Friday, 27 March 2015
The Court of Justice of the European Union (CJEU) has published the full version of its 2014 Annual Report, which allows for an update of the statistics available two years ago (here). The 2014 report offers interesting data about the continued relevance of public procurement in the overall activities of the Court, as well as the evolution of the backlog in the docket, which seems to be needing attention at the highest level. I provide the new data first, both for the CJEU and the GC, and then update the time series I first prepared in 2012.
CJEU 2014 data
In 2014, the CJEU opened 21 new cases on public procurement (3.42% of all new cases), of which 20 were references for a preliminary ruling and the other case was an appeal. It adopted 13 decisions in public procurement cases (11 Judgments and 2 Orders) during the same period (which represent 2.08% of all cases closed). This clearly indicates that the CJEU has accumulated a (further) backlog of around 50% of the 2014 new procurement cases.
A cursory search on CURIA's case finder shows 9 pending procurement cases (below), which would track the 2014 mismatch (although two of them are 2015 cases)--but only assuming there was no backlog of procurement cases at the beginning of that year, which I do not think is correct (see below for some conjectures). In any case, more transparency on the backlog of cases would be desirable.
GC 2014 data
In 2014, the GC opened 17 new cases on public procurement, and it issued 18 decisions (16 Judgments and 2 Orders). The GC is managing to keep the number of pending cases stable at around 35. The fact that the GC publishes explicit statistics on pending cases by subject matter makes things easier.

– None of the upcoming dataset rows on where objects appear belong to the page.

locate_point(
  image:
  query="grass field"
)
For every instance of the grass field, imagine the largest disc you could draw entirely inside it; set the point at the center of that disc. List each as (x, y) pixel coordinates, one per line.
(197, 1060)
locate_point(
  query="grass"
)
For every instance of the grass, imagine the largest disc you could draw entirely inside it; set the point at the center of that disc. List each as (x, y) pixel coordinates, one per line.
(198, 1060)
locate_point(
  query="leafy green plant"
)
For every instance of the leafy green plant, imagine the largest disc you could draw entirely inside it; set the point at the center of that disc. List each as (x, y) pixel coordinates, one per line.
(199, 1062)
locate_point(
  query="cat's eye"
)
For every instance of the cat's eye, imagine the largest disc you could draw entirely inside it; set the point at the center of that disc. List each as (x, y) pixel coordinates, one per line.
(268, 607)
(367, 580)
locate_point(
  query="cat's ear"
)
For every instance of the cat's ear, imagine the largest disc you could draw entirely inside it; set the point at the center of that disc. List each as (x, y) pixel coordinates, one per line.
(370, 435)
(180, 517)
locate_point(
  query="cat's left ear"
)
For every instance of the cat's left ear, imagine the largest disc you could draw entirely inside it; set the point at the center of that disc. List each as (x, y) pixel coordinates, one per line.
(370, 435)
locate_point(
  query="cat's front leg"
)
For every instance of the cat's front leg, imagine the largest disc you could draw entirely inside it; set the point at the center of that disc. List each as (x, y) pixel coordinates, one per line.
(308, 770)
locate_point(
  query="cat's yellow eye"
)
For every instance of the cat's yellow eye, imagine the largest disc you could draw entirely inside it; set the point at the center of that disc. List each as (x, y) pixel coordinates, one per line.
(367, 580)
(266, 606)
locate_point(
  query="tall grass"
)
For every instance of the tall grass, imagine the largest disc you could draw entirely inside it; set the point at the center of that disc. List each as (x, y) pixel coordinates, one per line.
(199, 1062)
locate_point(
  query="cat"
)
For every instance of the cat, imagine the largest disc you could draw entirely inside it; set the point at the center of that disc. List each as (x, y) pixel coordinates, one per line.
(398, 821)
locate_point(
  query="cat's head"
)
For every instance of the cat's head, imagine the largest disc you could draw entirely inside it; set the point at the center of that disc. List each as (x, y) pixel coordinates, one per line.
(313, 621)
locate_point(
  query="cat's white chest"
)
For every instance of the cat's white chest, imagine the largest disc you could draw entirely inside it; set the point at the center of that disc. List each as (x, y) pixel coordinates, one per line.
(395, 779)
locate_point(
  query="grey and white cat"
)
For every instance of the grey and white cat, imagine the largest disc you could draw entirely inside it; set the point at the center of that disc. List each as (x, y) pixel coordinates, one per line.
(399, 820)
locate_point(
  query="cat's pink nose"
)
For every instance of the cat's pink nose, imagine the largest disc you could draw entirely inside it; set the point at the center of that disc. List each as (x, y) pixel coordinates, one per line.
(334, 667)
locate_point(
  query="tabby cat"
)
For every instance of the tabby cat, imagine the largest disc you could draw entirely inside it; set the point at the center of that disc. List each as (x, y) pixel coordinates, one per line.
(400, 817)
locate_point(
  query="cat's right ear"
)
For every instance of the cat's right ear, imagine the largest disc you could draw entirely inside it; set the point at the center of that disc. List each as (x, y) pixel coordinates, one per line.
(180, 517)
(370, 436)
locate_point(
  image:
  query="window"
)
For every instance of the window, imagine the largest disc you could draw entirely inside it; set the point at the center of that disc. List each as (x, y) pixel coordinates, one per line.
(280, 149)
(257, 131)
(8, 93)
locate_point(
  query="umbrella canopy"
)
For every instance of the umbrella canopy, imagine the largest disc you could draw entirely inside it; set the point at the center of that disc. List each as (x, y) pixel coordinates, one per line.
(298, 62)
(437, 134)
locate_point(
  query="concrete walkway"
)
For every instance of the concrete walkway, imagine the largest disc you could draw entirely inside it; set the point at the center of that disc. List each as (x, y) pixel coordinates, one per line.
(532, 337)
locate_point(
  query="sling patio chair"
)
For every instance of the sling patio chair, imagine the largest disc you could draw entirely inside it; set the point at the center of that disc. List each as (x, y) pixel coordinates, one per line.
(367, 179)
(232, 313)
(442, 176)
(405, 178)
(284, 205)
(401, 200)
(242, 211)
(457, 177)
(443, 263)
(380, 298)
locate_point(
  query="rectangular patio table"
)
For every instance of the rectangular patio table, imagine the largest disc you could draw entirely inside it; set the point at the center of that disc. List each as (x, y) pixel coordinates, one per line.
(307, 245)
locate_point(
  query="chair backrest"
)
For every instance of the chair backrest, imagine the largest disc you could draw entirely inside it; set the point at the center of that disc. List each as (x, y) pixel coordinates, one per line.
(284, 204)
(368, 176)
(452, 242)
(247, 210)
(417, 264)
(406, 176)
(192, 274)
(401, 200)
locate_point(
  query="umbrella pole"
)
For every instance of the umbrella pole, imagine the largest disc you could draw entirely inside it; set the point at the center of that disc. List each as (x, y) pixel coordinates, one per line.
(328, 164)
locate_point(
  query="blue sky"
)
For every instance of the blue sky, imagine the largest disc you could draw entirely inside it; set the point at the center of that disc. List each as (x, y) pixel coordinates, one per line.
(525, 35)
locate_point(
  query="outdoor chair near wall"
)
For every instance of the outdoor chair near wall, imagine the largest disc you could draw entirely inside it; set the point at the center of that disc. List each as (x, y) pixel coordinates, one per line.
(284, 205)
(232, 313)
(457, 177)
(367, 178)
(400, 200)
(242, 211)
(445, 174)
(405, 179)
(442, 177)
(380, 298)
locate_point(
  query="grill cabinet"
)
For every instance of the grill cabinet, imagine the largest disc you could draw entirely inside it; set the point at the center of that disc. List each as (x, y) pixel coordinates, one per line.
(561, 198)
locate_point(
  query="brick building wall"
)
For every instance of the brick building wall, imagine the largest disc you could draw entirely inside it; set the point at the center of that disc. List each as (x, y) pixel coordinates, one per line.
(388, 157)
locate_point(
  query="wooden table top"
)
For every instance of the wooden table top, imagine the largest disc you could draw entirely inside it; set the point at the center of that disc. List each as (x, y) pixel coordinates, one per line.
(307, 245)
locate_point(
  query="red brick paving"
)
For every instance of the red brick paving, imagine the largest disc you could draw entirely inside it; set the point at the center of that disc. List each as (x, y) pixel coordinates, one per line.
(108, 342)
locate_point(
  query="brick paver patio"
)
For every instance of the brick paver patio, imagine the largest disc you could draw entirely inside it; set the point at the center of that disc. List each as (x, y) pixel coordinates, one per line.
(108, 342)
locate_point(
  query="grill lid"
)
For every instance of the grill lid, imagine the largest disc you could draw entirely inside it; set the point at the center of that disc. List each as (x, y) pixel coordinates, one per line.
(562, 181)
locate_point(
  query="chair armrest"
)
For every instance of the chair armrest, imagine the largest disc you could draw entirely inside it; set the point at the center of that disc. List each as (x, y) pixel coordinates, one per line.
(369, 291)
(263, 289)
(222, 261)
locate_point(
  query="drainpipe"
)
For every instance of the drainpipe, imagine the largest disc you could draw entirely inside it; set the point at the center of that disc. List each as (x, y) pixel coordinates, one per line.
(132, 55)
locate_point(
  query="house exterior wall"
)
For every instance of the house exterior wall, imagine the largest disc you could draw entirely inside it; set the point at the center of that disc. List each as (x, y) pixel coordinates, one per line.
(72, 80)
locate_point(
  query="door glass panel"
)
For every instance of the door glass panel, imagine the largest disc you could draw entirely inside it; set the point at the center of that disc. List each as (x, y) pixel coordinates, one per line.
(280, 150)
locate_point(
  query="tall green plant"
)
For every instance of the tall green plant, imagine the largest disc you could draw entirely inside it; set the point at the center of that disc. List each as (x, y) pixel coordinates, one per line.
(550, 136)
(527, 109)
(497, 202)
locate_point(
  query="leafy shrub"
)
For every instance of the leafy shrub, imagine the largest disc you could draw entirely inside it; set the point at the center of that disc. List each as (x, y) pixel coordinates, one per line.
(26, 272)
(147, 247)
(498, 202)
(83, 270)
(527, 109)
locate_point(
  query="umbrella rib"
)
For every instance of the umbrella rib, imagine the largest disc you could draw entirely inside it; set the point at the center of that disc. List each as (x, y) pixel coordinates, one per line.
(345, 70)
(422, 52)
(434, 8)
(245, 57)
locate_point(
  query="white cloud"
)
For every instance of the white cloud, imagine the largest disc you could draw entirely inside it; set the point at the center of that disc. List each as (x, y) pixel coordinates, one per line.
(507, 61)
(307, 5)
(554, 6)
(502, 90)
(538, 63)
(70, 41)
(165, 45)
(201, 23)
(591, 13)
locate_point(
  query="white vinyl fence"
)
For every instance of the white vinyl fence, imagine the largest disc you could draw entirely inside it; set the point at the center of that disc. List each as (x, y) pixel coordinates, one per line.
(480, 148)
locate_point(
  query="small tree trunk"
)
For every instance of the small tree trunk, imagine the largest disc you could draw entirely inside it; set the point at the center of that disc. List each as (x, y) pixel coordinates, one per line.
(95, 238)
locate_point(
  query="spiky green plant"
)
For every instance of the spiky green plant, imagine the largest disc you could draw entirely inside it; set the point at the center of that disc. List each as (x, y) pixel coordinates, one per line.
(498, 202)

The following is an update of the time series I prepared in 2012. Just like then, please note that unfortunately, prior to 2010, the data for the CJEU does not include a separate category for public procurement cases (they were likely to be classified under approximation of laws, or under the relevant fundamental freedom). Therefore, the actual numbers may be higher than the available statistics show but, in my view, the general trends remain clear: backlog is increasing and now reaches about 75 cases. As I mentioned above, more transparency (or a correction of incorrect classification of cases, if there is any) would be much desirable.